A few weeks ago (may be it was a month ago?) I briefly wrote about the goings on with my son and how much I hate mental illness. The "goings on" continue through today.
Unfortunately, time is not always the best healer. Sometimes the more time involved not mending a relationship can intensify the pain and deepen the damage.
Even if he apologized today, I would not trust him. Even if he apologized tonight, my heart would be guarded. I do not think I can handle one more of these melt-downs he has. At least not today or this week or this month.
My son will be 27 years old. He should be mature enough, responsible enough, man enough to make this right. But, it seems like he stopped growing emotionally when he was 15 and the mental illness took over. I keep reminding myself of this to avoid extreme hardness and loud anger. My losing it surely will not help him or rebuild from the splinter of the bridge left.
Since a few weeks ago he has included my husband in his rants. The worst came via text message, all in caps (of course meaning he was yelling), addressed to my husband saying "you stole my Mommy" and "you changed her forever into a cold, hard-hearted person." Twist the knife he did. He keeps flipping back and forth between delusional and crying out, then becomes abusive in his conversations.

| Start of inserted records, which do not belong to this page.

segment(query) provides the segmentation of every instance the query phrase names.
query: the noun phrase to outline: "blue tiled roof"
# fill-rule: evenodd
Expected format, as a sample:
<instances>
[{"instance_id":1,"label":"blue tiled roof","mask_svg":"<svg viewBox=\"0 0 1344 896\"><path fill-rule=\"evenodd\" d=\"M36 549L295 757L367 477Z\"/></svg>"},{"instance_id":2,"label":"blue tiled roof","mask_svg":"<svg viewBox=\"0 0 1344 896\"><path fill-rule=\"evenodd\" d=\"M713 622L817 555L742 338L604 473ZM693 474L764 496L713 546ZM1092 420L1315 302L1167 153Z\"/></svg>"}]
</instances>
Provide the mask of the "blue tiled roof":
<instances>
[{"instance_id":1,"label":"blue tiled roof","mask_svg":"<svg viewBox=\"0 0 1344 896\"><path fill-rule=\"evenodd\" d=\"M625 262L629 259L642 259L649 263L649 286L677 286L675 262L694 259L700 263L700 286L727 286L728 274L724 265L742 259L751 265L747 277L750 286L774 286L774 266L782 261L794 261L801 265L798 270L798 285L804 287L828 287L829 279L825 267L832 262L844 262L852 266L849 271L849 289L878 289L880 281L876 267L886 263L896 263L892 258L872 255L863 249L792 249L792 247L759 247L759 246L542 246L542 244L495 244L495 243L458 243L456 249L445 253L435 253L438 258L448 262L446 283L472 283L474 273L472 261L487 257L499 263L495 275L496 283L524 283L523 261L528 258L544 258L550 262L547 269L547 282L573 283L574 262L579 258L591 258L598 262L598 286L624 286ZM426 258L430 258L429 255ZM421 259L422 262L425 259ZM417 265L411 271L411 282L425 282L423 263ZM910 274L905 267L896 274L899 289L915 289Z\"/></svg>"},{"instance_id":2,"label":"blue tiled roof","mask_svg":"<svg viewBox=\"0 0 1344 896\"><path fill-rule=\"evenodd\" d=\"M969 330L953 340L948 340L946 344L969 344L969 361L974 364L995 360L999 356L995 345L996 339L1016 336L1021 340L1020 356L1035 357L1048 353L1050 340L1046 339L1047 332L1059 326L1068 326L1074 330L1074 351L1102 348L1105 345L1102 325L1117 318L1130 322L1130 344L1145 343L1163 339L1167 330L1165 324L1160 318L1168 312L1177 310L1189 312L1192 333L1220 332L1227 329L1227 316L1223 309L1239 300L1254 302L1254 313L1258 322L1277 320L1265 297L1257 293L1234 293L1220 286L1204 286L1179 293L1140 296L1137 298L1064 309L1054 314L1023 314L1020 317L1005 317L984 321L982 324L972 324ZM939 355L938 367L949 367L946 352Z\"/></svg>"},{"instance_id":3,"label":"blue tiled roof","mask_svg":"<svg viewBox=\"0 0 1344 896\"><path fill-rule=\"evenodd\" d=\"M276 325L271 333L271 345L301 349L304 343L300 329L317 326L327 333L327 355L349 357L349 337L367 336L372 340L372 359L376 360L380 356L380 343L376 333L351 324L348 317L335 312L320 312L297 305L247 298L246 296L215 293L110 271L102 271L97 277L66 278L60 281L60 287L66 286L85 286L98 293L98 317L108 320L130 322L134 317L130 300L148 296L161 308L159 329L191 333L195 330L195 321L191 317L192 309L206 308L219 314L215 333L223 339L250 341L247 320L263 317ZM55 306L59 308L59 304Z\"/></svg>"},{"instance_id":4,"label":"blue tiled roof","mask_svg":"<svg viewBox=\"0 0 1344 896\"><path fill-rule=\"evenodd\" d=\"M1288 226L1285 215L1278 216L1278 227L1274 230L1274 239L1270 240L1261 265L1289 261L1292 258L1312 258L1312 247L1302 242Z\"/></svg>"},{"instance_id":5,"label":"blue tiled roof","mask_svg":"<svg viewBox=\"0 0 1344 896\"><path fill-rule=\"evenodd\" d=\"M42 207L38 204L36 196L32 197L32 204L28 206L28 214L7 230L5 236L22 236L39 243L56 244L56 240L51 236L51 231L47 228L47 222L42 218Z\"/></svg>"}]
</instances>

I realize that my son must be hurting deeply. This melt-down has been the worst between us and I do fear the worst because I have not seen him quite this way before. The math equation of mental illness+drugs+alcohol+the loss of a father+the abuse of a step father+terrible choices and life experiences=his lashing out at me. But, I can no longer tolerate his treatment and words this way. Each day that goes by where we do not talk, I cannot see his face or hear his voice, or even know how he is doing is very difficult and painful. I am choosing silence. If that makes me cold and hard-hearted, then so be it. I hope one day he will come to his senses and realize how much his family loves him. I hope one day he will come to his senses and realize the preciousness of being loved. I hope and pray daily that his difficult life and mindset does not take him away before being well. I will continue to hope, yet will remain silent until he makes amends. He usually does, but not yet, not this time.